If I were curator for the next Daniel Lergon exhibition I’d declare that it was going to take place above the clouds. Considering ’exhibition’ is a word that means everything or nothing, this is where it belongs. Close to the sun.

When Walter Hopps mounted works by Mark Rothko on a merry-go-round at Santa Monica Pier, he proved space is not just where things happen: things make space happen. And this is a highly relevant insight in relation to my proposed display of Daniel Lergon’s work. There’s a particular personal relationship internalised in and materialized through his work. He makes use of perceptive mechanisms and visual phenomena such as luminescence and retroreflection, allowing us to spotlight ourselves as well as the surrounding world whilst time modifying our notion of the state of things.

In the atmosphere, radiation, temperature and oxygen levels differ. A little further out towards space, gravity changes too. Briefly, my proposal for this extraordinary context is intended to offer the viewer a gateway to a field of metaphoric aspects. Weightless observers become aware of themselves as breathless spectators, shoulder to shoulder with Helios, among migratory birds and astronauts. Perceiving and registering, affected by the atmosphere and the altitude.

I will now cast light upon the centerpieces of this exhibition - the paintings that make use of colours, transforming photon by photon ultraviolet light, belonging to the invisible spectrum, into visible light.

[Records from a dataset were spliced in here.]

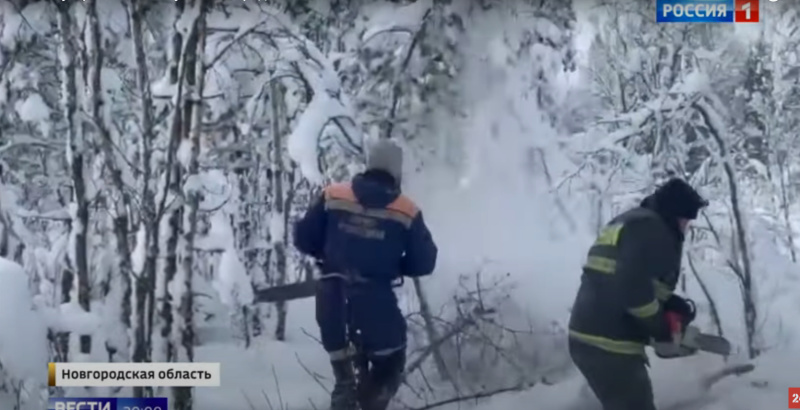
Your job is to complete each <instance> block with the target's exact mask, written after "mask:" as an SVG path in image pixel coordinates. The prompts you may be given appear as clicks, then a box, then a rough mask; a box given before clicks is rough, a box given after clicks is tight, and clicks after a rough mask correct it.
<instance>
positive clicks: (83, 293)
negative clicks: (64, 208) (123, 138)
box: [58, 3, 91, 360]
mask: <svg viewBox="0 0 800 410" xmlns="http://www.w3.org/2000/svg"><path fill="white" fill-rule="evenodd" d="M70 6H71V4H68V3H67V4H60V3H59V4H58V29H59V34H60V36H61V49H60V50H59V61H60V63H61V74H62V79H61V80H62V88H61V92H62V95H61V98H62V108H63V110H64V118H65V119H66V121H67V161H68V163H69V172H70V177H71V179H72V184H73V187H72V201H73V205H74V207H75V211H74V216H73V220H72V222H71V231H72V235H73V237H74V239H73V249H72V250H71V253H72V255H71V257H70V258H68V259H69V262H70V265H71V266H70V267H71V268H72V269H74V275H75V276H74V278H75V279H76V282H77V283H76V285H75V288H76V290H77V292H76V293H77V295H76V297H77V299H78V305H80V307H81V309H82V310H84V311H85V312H89V311H90V310H91V309H90V299H89V297H90V293H89V262H88V248H87V240H86V230H87V227H88V224H89V203H88V200H87V198H86V181H85V179H84V170H83V168H84V160H85V158H84V155H85V153H86V150H85V143H86V141H85V140H84V137H83V130H82V128H83V127H82V126H81V121H80V119H79V118H78V86H77V78H76V74H77V69H76V64H75V60H74V58H75V56H76V55H78V50H77V47H76V46H75V43H74V41H75V38H74V36H75V34H74V33H73V31H72V28H73V27H72V23H73V21H72V17H71V16H70ZM79 342H80V353H82V354H89V353H91V336H90V335H80V339H79ZM72 359H73V358H70V360H72Z"/></svg>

Emphasizing implications of light as a further metaphor. The Norwegian art historian Erland Hammer has summarized this beautifully: “In the first three verses of Genesis we find the roots to nearly all of Western philosophy. Embedded in the notion of ‘creation’ understood as a ‘something’ that arises from a ‘nothing’, we find the Platonic world view that would later reach its peak in the form of Cartesian dualism; the schism between body and mind, thought and matter and all that stuff.” I think I’ll let him write the catalogue.